$f\in C([0,T];C^1(\Omega))$ implies $f \in C([0,T];W^{1,p}(\Omega))$?

Question

Let $f \in C([0,T];C^1(\Omega))$ where $\Omega$ is compact.

Am I correct that this implies

$f \in C([0,T];W^{1,p}(\Omega))$ for all $p > 1$?? Because we have $L^\infty$ estimates on $f(t)$.

Answer 1

As @Siminore pointed out, $f\in W^{1,p}(\Omega)$ is immediate.
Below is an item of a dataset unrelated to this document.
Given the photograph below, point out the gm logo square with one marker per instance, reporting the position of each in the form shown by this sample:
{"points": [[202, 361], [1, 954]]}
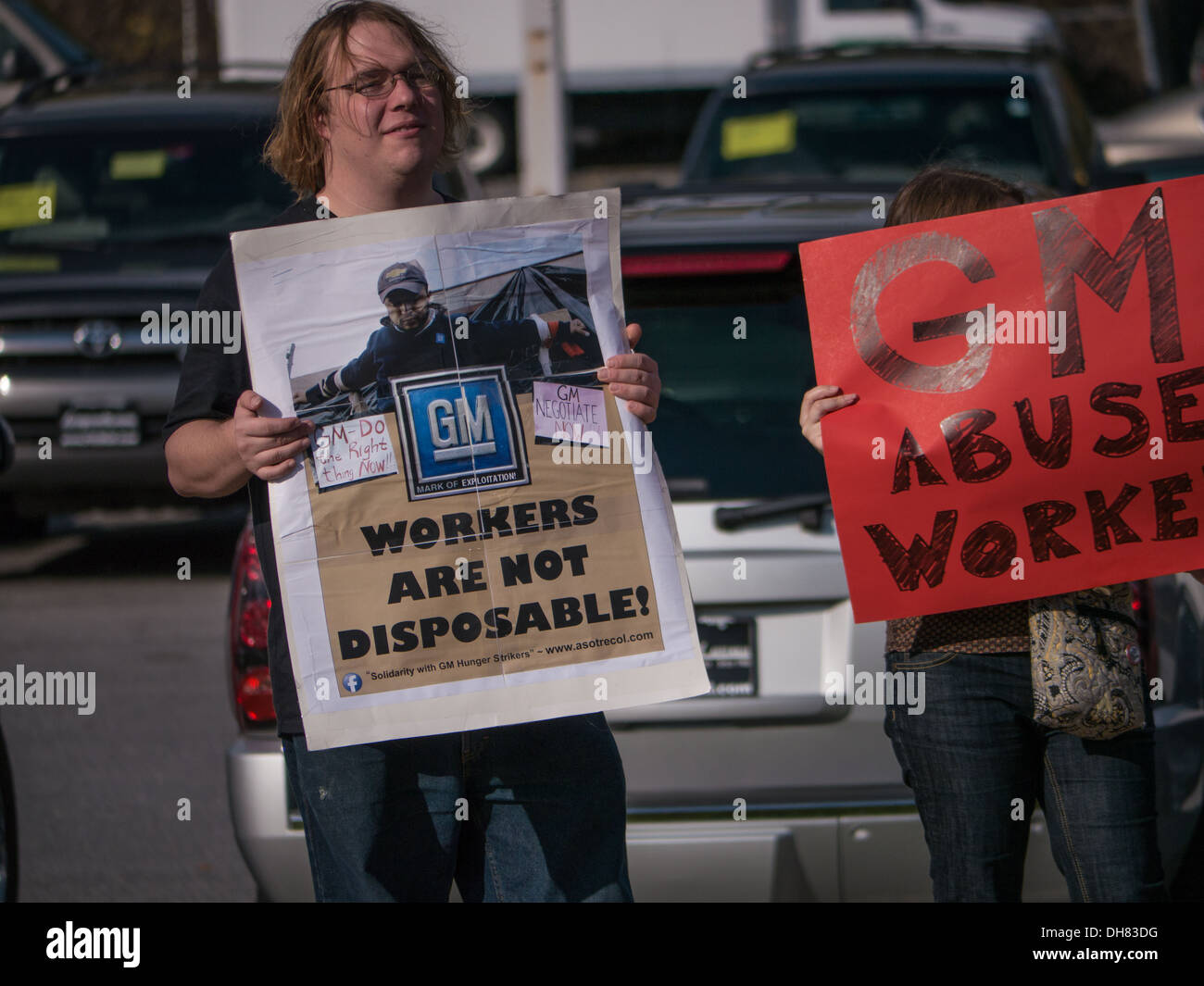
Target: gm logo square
{"points": [[460, 431]]}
Let's prove continuity. i.e. if $t_n\to t$ then $f(t_n)\to f(t)$, or equivalently $$\tag{1}\|f(t_n)-f(t)\|_{1,p}\to 0$$

Note that $$\tag{2}\|f(t_n)-f(t)\|_{1,p}=\|f(t_n)-f(t)\|_p+\|\nabla f(t_n)-\nabla f(t)\|_p$$

On the other hand, by hypothesis we have that $$\tag{3}\|f(t_n)-f(t)\|_\infty+\|\nabla f(t_n)+\nabla f(t)\|_\infty\to 0$$

To conclude, combine $(2)$, $(3)$ and the fact that (for bounded $\Omega$) $L^\infty(\Omega)$ is continuously embedded in $L^p(\Omega)$.